And then we get told that this is different from everything because it's always better.
And that I just fundamentally disagree with.
How so?
Okay, so I won't come up with a good programming example.
But right now, off top of my head, but I will come up with a real-life example of like,
sometimes you don't want feedback on something right away.
you want to try things, you want to be able to think about things, and having that feedback
immediately can actually stop some of your thinking process.
Sort of like you want to go through several invalid states, get to a correct state and
then get feedback on the correct state rather than like, you know, type in your email address
and you type in your email address and then it's like, oh, you're missing the at sign.
It's like, yeah, I know, I haven't gotten there yet. Slow down.
Here's a great example. I got a programming example.
All right. I know this is not the dynamic thing, so it's not live programming, but it still works.
Autocomplete. I don't always love my auto complete to instantly pop up. If I'm in the middle of typing things and auto complete starts typing up and it's wrong, it is just bad. It is worse.
But that's not feedback on the dynamic state of the program. That's feedback on static text stuff that is like only disconnectedly related to the dynamic state of the program.
Wouldn't a user be typing be dynamic state?
The state is changing dynamically.
But the dynamic state of the program you're making?
Well, I would say that the user input is part of the program.
What if I'm making my own autocomplete?
Now the episode is going to be hard to edit.
Until we had to overtalk, the episode was going to be easy.
Now it's going to be hard.
Well, if they're allowed to interrupt mid-sittance, why am I not allowed to interrupt mid-sitance?
Yeah, no, they're allowed to, in fact, the only nightmare will be if they start interrupting each other.
Because Jimmy and I, I can disentangle our crosstalk because we're getting
local recordings of each of us, but y'all in the chorus are one audio track.
But it's in the rules.
Unfortunately, it is in the rules, yes.
The rules.
Ivan, maybe you should have had us create our own audio files.
Yeah, that would have been simple.
That would have been easy to set up at short notice.
Yeah, everyone by audio hijack, which is what we use to do this.
Everyone in the chorus join in.
I am Spartacus.
I am Spartac.
Come on, everybody. I am Spartacus. This will be great for Ivan. I am Spartacus.

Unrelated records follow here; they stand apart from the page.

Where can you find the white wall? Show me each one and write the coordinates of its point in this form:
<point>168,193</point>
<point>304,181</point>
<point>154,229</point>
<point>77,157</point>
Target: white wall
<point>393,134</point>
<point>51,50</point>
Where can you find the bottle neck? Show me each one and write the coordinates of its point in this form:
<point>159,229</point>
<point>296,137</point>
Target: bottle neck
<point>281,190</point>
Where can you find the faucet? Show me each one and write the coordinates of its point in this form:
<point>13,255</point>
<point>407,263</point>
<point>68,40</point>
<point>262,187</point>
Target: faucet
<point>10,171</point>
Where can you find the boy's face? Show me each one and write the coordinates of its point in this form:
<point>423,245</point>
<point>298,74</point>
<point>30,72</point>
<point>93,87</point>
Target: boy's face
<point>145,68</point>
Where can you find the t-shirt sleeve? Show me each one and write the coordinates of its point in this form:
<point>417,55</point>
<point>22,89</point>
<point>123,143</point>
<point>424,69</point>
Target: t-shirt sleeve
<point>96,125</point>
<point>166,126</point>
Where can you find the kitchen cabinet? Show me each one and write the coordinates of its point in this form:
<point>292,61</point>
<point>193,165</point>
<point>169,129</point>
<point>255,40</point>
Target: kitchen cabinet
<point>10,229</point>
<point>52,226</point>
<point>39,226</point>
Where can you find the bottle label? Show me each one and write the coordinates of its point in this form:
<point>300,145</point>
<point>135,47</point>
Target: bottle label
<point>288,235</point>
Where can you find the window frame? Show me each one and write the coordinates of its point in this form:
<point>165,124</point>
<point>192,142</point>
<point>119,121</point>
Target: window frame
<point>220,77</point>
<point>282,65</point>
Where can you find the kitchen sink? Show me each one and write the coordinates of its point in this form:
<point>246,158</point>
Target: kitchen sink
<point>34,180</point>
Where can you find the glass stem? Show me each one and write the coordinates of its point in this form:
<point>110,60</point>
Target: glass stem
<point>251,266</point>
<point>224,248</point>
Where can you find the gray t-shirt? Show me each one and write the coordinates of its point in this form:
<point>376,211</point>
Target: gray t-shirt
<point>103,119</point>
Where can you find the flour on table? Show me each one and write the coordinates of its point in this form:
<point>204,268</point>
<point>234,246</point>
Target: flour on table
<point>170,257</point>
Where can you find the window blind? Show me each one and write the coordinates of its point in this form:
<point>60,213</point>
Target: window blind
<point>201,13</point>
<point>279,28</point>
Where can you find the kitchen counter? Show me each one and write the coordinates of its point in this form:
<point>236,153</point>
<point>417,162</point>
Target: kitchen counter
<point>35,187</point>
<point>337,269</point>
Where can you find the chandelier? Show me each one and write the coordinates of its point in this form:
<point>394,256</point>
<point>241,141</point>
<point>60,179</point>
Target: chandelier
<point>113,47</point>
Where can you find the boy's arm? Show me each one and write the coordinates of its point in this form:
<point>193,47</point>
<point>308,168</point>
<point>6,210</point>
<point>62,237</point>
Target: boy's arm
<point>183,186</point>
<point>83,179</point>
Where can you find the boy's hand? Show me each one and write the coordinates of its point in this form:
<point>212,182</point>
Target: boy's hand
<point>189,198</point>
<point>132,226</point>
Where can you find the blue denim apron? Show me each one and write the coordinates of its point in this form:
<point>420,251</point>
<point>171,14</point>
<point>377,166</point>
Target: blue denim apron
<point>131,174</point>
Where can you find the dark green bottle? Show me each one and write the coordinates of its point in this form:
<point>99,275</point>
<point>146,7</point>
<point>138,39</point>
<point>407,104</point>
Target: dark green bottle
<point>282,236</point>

I am Sparta. I do have an opinion about the flower or a thought about the flower. I think that what's happening here, if I understand it, is that you type whatever causes the state of the left box. And now you're working on the state of the right box. And it takes a while for that flower, the feedback to appear, right? And now it's already cool. Oh my gosh. I finally get it. Thank you.
But I do want the flower to not grow up. I guess.
drawing out of the left box is like, yeah, it's the feedback in response to those.
I think it would be more clear if they drew the flower over the second box, so it'd be more
clear that the flower is talking about the first box, but the second box has already happened
and now it's out of date.
Or like, wait a second, I just realized I can draw and you all can see this.
If the box had the line coming out to the side and then the flower came up.
So it's like working, working, working, okay, your feedback's ready.
Something like that.
Yeah.
Yeah, I finally get it.
That makes sense.
I didn't understand at all.
but now, like, I get what it was trying to do.
I still don't, yeah, maybe the paper needed to come.
This feedback on the paper, it needed to come with Daniel to interpret it for me.
The fact that I didn't have that out of the box is a problem.
Yeah, I don't know.
There's times where even like on dynamic, the state of a dynamic program,
having that feedback immediately can be a distraction if I'm still in my head, right?
And sometimes I want, like, you could say that like, oh, it's not velocity,
Because like...
Would you say feedback like this is distracting?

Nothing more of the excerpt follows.